AsianScientist (Feb. 10, 2020) – A research group in South Korea has discovered a molecular pathway involved in regulating DNA replication during cell division. The findings, which have implications for the development and progression of cancer, are published in the journal Nature Communications.
DNA stores all of the information necessary for life phenomena, and a cell transmits its own genetic information to two daughter cells through DNA replication and cell division. Replication stress can be caused by extracellular and intracellular sources during DNA replication, which leads to slowed or stalled replication.
If cells do not properly cope with such risks, chromosome break and rearrangement will occur, resulting in genomic instability. That helps explain why replication stress is one of the major contributors to cancer development. Although many DNA repair proteins function to protect and restart stalled replication processes under stress conditions, it is still unclear how replisome proteins, which are real players in DNA replication, contribute and communicate with those proteins to ensure faithful DNA replication.
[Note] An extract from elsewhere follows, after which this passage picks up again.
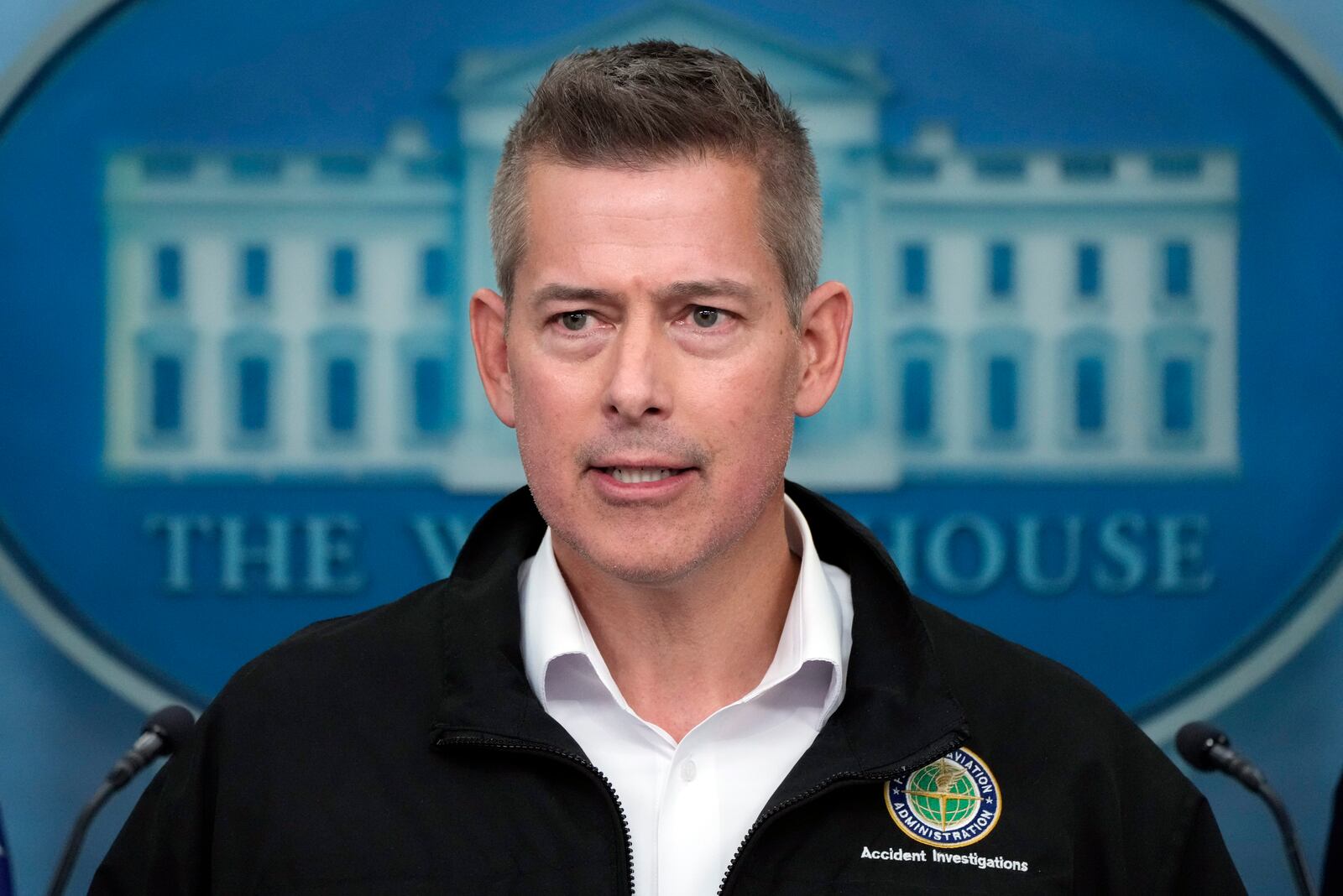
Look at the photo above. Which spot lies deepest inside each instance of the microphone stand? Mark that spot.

Led by Professor Myung Kyungjae and Dr. Lee Kyoo-young at the Institute of Basic Science, South Korea, researchers have identified a protein called ATAD5 that actively deals with replication stress. Although ATAD5 has been known as a tumor suppressor by maintaining genomic stability and suppressing tumorigenesis, it was unclear whether the replication regulatory protein is also involved in the replication stress response.
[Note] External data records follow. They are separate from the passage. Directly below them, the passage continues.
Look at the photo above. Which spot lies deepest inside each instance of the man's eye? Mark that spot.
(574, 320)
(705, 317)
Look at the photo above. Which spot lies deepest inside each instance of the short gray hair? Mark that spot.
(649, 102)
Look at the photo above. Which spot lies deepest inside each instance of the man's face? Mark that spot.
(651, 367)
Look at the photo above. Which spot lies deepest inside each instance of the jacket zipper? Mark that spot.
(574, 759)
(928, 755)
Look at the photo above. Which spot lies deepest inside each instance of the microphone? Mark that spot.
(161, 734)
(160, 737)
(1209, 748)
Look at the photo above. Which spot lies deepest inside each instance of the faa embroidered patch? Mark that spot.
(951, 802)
In the study, the scientists demonstrated that ATAD5-depleted cells show characteristic features of replication stress such as a slow replication rate. They found that, when ATAD5 level is reduced, cells cannot resume DNA replication stalled by replication stress, and this was associated with increases in genome instability.
Further experiments showed that ATAD5 promotes the recruitment of another protein named RAD51 to stalled replication sites by direct protein-protein interaction. RAD51 RAD51 then wraps around the DNA to stabilize its DNA structure, which eventually allows DNA replication to resume.
“We have identified the fundamental mechanism of replication stress control, which is a major [factor in] cancer. Hopefully our work will contribute to the development of cancer therapy,” explains director Myung.
Lee added that the team intends to examine how intracellular factors may contribute to replication stress and how cells selectively recognize and cope with different stressors.
The article can be found at: Park et al. (2019) ATAD5 Promotes Replication Restart by Regulating RAD51 and PCNA in Response to Replication Stress.